Assessing CBDC progress in Southeast Asia

Written by Kapronasia || August 11 2022

When Cambodia swiftly launched its retail central bank digital currency (CBDC) Project Bakong, it seemed that other Southeast Asian countries might also make similar moves. Yet in the nearly two years since Bakong went live in October 2020, not a single nation in the region has launched a CBDC of its own. Even the pilot programs are proceeding slowly. It seems that the hype around digital fiat currencies is subsiding and governments are worrying less about whether their nations will be left behind in the next generation of finance and more about if a CBDC offers clear benefits that justify its costs.

Project Bakong is likely more of an exception than a rule for Southeast Asia. Cambodia has both a large underbanked population and relatively rudimentary digital payments infrastructure. It also wants to ween its population off U.S. dollars and believes a retail CBDC can help it accomplish that objective. As Bakong says on its official website, “The main objective of Bakong Project is to provide an easy, fast and low-cost payment system allowing Cambodian people to get access to financial services.”

There are just a few countries in Southeast Asia with similar demographics to Cambodia. One is its neighbor Laos. And sure enough, in October 2021, Japanese blockchain provider Soramitsu, the creator of Bakong, announced it would cooperate with the Bank of the Lao PDR on a CBDC feasibility study. The Japan International Co-operation Agency is working on the project jointly with the central bank, as part of a wider push to support socioeconomic development in Laos.

Myanmar is another Southeast Asian country that could possibly reap large benefits from a CBDC. 70% of the population – 40 million people – remain unbanked. In February, its military government said that it planned to establish a digital currency to support domestic payments and boost the economy within the year. It is unclear if the Myanmar government will pursue the initiative independently or in cooperation with certain companies. Due to political concerns, companies will be cautious about signing onto such a project, especially given the potential privacy concerns.

Elsewhere in Southeast Asia, most nations are still just beginning to research a CBDC. In June, the Philippines and Vietnam said they would launch feasibility studies as soon as that month. Indonesia plans to issue a white paper at the end of the year about a potential digital rupiah. For its part, Thailand is planning to advance its development of a retail central bank digital currency to a pilot phase by the end of the year, but has no plans yet to issue a digital baht. Issue of a CBDC “requires thorough consideration of benefits and associated risks for the financial system,” the Bank of Thailand said in a statement.
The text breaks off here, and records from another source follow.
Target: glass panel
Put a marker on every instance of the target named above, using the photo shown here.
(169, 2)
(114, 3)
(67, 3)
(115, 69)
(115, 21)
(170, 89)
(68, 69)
As for the region’s financial center Singapore, the city-state is in no rush to launch a digital Singapore dollar. In March the city-state’s finance minister Lawrence Wong, who is also deputy chairman of the Monetary Authority of Singapore (MAS), said “there is no pressing need for its [a digital Singapore dollar] issuance.” To be sure, MAS has experimented extensively with wholesale CBDCs (Project Ubin), but a retail digital fiat currency is not especially relevant for a country where 98% of adults have a bank account and digital payments infrastructure is well developed. Whether Singapore eventually does issue a digital Singapore dollar will likely depend to some degree on CBDC issuance proceeds overseas, especially among its major trading partners.